An example that always sticks out to me is from about 10 years ago. I used to work on Google Docs, and before SSL was everywhere we had an option to turn it on by default. My director wanted to know the performance cost of turning it on everywhere, so he asked me how much slower performance was for users who opted in. And… it was 250ms FASTER, despite having to do the extra handshake. We thought it was because the group of users that opted in were some of our most tech savvy users, who also opted in to expensive hardware and faster network connections.
So what *is* a controlled experiment?
You should use equal-size, randomly chosen control and experiment groups.
Choose the groups before running the experiment, and allow what we call a preperiod, where you see if there are diffrences between the groups before the experiment starts.
If you don’t have enough data, you have a few options. Either increase the size of experiment groups, or run it for longer.
Lastly, there is real user monitoring.
Real user monitoring is the only ground truth about end user experience. You need RUM to know for sure if performance regressions are getting to end users, and if performance improvements are having an impact. But the downside to RUM data is that it’s really, really hard to understand.
First, a recommendation on what to monitor. It’s simplest to use percentiles instead of averages or composites. The median user experience should be great. And you should also monitor a high percentile, to understand the worst user experiences as well.
The first thing to do when digging into a performance change is to look at the volume. If there is a big change in the number of users at the same time as a change in performance, it’s often mix shift of some sort, and not a change to the product’s performance.

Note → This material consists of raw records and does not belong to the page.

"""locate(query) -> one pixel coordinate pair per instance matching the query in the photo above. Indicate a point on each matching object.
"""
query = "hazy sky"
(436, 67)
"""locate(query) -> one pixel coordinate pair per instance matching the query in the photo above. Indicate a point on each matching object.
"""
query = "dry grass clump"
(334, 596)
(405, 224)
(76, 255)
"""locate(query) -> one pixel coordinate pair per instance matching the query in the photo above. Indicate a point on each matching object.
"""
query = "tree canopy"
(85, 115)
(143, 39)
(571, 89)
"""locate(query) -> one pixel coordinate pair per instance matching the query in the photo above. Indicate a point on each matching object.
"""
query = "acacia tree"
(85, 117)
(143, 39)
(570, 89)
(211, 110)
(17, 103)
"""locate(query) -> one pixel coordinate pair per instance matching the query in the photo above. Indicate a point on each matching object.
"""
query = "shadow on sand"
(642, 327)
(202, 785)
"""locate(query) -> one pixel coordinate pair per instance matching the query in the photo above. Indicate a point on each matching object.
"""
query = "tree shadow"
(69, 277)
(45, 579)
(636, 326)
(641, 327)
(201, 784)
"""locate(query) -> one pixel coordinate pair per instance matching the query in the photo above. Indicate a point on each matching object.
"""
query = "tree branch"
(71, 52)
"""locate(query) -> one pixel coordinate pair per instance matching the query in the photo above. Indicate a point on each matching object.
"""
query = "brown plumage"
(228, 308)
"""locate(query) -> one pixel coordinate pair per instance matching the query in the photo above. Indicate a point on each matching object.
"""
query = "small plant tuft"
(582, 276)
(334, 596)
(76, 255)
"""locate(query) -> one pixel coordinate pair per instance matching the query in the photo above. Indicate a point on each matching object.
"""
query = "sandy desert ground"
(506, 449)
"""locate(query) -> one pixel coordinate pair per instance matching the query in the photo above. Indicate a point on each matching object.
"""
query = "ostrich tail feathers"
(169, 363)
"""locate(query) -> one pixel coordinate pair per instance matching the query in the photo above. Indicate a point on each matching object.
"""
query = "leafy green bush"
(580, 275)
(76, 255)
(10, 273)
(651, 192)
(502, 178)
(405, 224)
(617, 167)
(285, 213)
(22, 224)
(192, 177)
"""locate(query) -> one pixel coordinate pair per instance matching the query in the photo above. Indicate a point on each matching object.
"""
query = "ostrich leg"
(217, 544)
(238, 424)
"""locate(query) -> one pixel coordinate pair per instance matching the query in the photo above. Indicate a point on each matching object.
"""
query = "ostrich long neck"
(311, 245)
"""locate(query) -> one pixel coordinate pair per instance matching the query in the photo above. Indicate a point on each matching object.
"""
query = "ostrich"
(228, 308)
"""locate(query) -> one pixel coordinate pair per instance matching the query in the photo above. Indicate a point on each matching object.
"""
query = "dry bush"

Another thing to do when looking at RUM data is to split it--by country, by operating system, by device type--you’ll often get a clearer picture of the conditions a regression happened under, and whether it was due to a mix shift of one of those things.

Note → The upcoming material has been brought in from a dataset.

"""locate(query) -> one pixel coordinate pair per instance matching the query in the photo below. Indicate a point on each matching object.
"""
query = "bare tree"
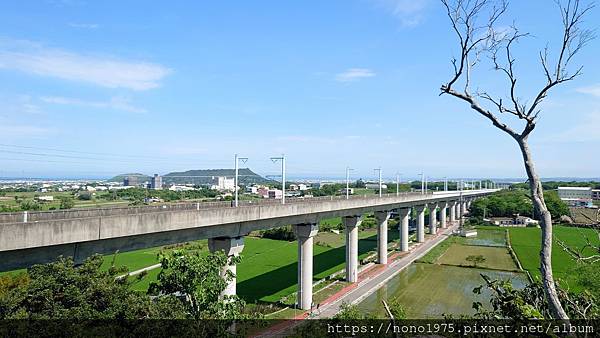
(475, 23)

But that’s still really hard! Let’s say you do all that and you narrow down a date range at which a regression occurred. You still don’t have a lot to go on. Ideally you could have found the regression earlier. You can do that by A/B testing more aggressively. You can also check performance numbers as a release is canaried to users. Another thing to try after the fact is a holdback, where users are randomly served the old version. That can help narrow whether a version change was responsible for a regression.